Abu Dhabi Crown Prince says Adnoc's corporate strategy will help the country meet its fiscal and employment goals
Sheikh Mohammed lauds Adnoc's new approach
Sheikh Mohammed bin Zayed, Crown Prince of Abu Dhabi and Deputy Supreme Commander of the Armed Forces, said Adnoc's new strategic approach, which includes expanding the types of partnerships it forms and spinning off some of its services businesses, will help the economy meet its key fiscal and employment goals.
Sheikh Mohammed tweeted on Monday morning: “Adnoc's initiative will expand strategic partnership opportunities, deliver strong financial returns, and support the UAE’s future growth,” referring to an exclusive report in The National, in which Adnoc's chief executive, Sultan Al Jaber, expanded on the strategy he has been putting in place since taking over early last year.

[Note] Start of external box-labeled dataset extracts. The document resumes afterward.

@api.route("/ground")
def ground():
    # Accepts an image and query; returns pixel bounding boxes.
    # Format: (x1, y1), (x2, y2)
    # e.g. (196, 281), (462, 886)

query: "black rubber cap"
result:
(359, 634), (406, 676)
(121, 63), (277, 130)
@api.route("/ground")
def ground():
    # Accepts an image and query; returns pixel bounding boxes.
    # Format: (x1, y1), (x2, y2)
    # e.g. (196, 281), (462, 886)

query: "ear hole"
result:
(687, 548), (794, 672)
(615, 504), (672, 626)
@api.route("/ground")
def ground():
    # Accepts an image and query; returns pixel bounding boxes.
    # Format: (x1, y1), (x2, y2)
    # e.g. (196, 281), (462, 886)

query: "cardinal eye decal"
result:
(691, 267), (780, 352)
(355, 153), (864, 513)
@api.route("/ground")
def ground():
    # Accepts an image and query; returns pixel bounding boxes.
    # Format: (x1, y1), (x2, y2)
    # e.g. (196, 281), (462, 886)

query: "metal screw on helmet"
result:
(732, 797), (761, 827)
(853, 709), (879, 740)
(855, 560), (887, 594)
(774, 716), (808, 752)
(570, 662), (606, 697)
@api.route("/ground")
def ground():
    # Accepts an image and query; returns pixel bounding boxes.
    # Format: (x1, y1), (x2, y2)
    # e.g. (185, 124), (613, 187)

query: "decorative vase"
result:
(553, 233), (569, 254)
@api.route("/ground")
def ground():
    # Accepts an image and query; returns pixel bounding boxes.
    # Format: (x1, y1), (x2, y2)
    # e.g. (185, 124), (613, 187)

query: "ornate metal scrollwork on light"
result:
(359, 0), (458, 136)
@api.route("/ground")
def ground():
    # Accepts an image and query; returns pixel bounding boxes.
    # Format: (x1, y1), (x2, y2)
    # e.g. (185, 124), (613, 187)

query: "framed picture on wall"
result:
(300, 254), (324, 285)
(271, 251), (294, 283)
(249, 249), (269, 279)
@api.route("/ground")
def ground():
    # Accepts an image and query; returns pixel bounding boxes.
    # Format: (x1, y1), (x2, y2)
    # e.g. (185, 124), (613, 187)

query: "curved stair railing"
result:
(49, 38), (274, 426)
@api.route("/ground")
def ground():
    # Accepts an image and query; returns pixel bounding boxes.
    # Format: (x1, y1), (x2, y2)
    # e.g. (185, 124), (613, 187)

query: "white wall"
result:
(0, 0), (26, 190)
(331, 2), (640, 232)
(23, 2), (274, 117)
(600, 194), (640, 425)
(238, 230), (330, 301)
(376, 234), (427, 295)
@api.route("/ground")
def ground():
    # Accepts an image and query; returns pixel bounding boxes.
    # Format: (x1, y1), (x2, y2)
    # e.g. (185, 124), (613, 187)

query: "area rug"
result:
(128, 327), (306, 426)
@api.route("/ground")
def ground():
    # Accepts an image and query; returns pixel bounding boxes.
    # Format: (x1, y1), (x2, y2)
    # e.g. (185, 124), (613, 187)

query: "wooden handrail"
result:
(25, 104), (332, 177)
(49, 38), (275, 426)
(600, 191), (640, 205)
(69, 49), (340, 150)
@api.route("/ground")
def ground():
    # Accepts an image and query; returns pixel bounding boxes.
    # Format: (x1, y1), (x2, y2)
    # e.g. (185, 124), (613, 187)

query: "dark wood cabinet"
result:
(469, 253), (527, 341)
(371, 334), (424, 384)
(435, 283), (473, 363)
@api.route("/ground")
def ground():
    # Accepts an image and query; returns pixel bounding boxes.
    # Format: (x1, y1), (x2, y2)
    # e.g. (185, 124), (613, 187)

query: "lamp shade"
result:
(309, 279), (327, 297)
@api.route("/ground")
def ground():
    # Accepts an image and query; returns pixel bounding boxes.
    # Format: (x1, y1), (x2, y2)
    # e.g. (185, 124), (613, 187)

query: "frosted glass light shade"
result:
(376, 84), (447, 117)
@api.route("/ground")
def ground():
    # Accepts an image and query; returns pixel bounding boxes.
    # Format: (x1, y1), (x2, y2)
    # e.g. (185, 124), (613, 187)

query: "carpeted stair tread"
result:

“Adnoc's new initiative will drive investment and growth to ensure its continued success,” added Sheikh Mohammed, who is also chairman of the Supreme Petroleum Council, Abu Dhabi's highest energy sector decision-making body, and of Mubadala Investment Company, the emirate's US$125 billion strategic development fund, about a third of which is in international energy investments.
“Expanding strategic partnership opportunities of our national companies enhances their competitiveness and leadership regionally and globally,” said Sheikh Mohammed.
Adnoc has been expanding its view of partnerships as it seeks to have more of an active portfolio approach to its vast assets and unlock both the monetary and strategic value including the transfer of technology, creation of jobs, and the bringing in of new expertise.
Last year, the group signed agreements with partners for the last two shares in Abu Dhabi's lucrative onshore concession, the Abu Dhabi Company for Onshore Petroleum Operations (Adco). In December, it agreed to take a 2 per cent stake in London-based oil major BP in exchange for a 10 per cent award in Adco. In February, Adnoc agreed to award the final 12 per cent of Adco available to foreign partners, to a Chinese consortium comprising China National Petroleum Corp and CFTC China Energy, a financial conglomerate.
In Monday's story in The National, Mr Al Jaber said that these types of partnerships would be extended and could include one of the big trading houses, pension funds, private equity investors and companies specialising in infrastructure development.
He also said that Adnoc is considering some initial public offerings of select services businesses .He said that neither the main assets of Adnoc nor a share at the group holding level would be sold out of state ownership.